Si bien es cierto que la sentencia del Juez Primero en Nuevo León deslindó a la Secretaría de la Defensa Nacional de los hechos, no puede evadir como una generalidad e incorporarlo en una posible responsabilidad del Estado Mexicano, ya que el elemento castrense pertenece a un cuerpo de fuerza armada que defiende los intereses del Estado, quien se encuentra sometido a leyes y tratados internacionales, como la Convención Internacional para la protección de todas las personas contra las desapariciones forzadas, en su actuación y por tanto podría ser sujeto de sanciones internacionales.

 

En el tema de Ayotzinapa, la cancillería mexicana realizó intensos cabildeos ante organismos internacionales para minimizar la responsabilidad del Estado Mexicano. Aquí cobra relevancia la participación de ONG y de defensores de los derechos humanos, quienes por su conducto presionaron a organismos de derechos humanos para deslindar responsabilidades.

 

Por su impacto en la sociedad y sus modos de ejecución que violan un catálogo de derechos humanos, la desaparición forzada se trata de un asunto de seguridad nacional, que compromete los objetivos nacionales del Estado Mexicano que se encuentran intrínsecos en la serie de derechos integrados a la parte dogmática de la Constitución.

 

En ciencia política, es un problema que involucra a uno de los elementos tradicionales del Estado: el gobierno, ya que de él depende el monopolio de la violencia, -tesis principal de Max Weber para atribuirle al Estado la función de seguridad, cuyos beneficiarios son el ciudadano y la sociedad.

 

Por lo que respecta al gobierno en su más amplia expresión, significa que no sólo se involucra al titular de las funciones ejecutivas, sino a quienes ejerzan las funciones legislativa y judicial, integrados al estado de derecho.

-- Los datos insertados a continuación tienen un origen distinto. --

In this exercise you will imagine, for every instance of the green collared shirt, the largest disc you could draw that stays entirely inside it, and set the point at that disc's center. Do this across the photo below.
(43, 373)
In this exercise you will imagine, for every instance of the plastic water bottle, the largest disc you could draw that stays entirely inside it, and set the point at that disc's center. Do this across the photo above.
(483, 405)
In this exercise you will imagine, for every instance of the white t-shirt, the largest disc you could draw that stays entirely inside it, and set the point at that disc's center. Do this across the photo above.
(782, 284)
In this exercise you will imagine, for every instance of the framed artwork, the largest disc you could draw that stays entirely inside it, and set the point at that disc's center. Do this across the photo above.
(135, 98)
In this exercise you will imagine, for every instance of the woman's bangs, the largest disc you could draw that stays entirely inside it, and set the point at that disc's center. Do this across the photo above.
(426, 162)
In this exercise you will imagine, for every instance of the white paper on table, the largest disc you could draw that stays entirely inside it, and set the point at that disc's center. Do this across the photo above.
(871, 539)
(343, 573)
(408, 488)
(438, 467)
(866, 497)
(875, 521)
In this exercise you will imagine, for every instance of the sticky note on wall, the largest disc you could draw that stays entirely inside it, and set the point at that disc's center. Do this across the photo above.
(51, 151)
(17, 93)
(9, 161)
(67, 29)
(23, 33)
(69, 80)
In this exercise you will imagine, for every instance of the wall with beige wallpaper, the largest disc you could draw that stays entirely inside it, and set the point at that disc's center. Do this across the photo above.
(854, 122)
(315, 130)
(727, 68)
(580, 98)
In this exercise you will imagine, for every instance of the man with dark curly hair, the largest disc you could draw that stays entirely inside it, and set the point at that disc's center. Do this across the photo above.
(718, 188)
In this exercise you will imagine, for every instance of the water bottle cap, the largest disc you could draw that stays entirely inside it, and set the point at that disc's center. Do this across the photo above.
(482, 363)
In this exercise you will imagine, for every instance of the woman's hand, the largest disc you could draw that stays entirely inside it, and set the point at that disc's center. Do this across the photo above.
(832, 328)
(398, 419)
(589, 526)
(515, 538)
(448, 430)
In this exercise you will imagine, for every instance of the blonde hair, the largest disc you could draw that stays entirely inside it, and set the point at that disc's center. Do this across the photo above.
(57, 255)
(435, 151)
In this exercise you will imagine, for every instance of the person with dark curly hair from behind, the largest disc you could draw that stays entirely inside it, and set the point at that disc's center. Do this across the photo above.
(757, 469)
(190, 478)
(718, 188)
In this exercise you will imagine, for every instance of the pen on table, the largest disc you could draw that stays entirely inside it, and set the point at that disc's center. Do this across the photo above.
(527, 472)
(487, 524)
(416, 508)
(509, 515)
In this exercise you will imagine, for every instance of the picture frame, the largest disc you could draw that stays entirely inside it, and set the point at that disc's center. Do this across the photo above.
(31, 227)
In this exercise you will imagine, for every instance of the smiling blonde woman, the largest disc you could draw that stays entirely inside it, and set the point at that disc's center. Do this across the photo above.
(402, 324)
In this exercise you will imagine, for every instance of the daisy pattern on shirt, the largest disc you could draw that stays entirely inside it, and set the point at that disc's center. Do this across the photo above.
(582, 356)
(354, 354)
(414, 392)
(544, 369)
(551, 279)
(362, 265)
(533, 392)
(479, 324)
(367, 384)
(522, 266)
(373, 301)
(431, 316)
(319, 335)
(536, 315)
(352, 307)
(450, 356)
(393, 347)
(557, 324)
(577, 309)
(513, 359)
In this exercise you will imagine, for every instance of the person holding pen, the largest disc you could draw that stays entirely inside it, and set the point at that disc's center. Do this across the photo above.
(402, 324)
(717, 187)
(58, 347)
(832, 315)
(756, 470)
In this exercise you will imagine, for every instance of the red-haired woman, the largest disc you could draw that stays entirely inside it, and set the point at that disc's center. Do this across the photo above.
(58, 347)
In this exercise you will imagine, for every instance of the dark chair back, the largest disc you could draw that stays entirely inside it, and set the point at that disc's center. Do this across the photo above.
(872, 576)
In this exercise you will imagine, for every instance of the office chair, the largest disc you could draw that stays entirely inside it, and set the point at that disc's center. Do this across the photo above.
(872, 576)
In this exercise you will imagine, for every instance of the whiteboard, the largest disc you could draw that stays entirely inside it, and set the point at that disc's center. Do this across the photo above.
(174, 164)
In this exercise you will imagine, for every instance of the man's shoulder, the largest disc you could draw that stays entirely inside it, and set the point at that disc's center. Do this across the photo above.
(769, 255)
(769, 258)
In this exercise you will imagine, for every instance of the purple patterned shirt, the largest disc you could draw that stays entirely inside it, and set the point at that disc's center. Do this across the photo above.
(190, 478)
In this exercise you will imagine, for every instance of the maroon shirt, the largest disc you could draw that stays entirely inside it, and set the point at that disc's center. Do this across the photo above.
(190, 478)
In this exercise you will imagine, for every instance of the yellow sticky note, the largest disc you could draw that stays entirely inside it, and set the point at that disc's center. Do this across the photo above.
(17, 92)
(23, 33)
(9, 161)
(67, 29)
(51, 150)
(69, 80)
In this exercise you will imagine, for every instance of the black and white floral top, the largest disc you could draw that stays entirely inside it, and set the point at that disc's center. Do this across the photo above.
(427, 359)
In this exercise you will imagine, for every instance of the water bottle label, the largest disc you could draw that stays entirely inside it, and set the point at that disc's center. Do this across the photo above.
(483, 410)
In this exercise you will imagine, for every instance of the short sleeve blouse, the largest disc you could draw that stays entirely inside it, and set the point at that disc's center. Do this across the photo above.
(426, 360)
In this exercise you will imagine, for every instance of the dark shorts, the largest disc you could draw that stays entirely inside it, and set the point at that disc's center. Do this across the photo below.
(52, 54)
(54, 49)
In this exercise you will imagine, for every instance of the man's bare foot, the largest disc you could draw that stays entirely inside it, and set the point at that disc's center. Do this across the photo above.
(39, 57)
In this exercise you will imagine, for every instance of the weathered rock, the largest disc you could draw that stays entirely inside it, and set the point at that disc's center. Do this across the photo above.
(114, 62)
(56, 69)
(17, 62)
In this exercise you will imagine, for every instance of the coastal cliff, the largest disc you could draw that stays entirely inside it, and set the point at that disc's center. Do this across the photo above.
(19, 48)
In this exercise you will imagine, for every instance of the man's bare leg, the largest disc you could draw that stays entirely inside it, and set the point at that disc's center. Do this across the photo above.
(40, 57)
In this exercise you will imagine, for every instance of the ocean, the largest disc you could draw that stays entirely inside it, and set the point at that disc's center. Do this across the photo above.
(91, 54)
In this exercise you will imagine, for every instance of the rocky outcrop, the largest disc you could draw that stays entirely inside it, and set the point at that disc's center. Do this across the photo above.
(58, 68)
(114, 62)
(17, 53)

En otras palabras, le compete al Poder Ejecutivo, al Poder Legislativo y al Poder Judicial, como integrantes del Supremo Gobierno y a su vez en los Estados, ejercer lo que el derecho les atribuye para garantizar que el monopolio de la violencia sirva, de manera regulada, para dotar de seguridad al ciudadano y la sociedad a la cual se encuentra integrada.

 

La falta de legalidad es lo que impidió investigar los hechos de desapariciones forzada de la guerra sucia de la década de los 70 cuyo cálculo de desaparecidos se desconoce a ciencia cierta. Por eso en 2003, la Suprema Corte de Justicia de la Nación (SCJN) dictó una sentencia sobre la desaparición forzada, -cuyo delito no prescribe-, en tanto la víctima no sea hallada. Esta histórica sentencia está relacionada con la desaparición de Jesús Piedra Ibarra en 1975 y que genera jurisprudencia para los cientos de casos producidos con motivo de la guerra sucia en México.

 

Una estadística más reciente afirma que entre 2006 y 2013, la PGR y las Procuradurías o Fiscalías de los estados registraron 291 averiguaciones por el delito de desaparición forzada, de las cuáles, sólo seis concluyeron en sentencia condenatoria.

 

Ahora bien, el Código de Justicia Militar se reformó recientemente para que los militares que hayan cometido algún delito en el ejercicio de sus funciones, compurguen una pena en cárceles castrenses. Esto no asegura que la punibilidad sea un factor determinante para que inhibir el delito entre los militares. Lo mejor sería que militares y marinos fueran paulatinamente retirados de las calles, y en su lugar, las fuerzas de seguridad de las Entidades asuman el control de la seguridad pública, pero como sabemos que algunas fueron penetradas por el brazo corruptor de la delincuencia, es que se justifica la participación de las fuerzas militares en la seguridad pública. Todo un círculo vicioso.

 

Esta sentencia podría ser el momento propicio para dar un golpe de timón y rediseñar la política de seguridad y de derechos humanos, para aminorar los efectos de la desaparición forzada en México, aunque la clase política cierre los ojos o voltee a ver a otro lado.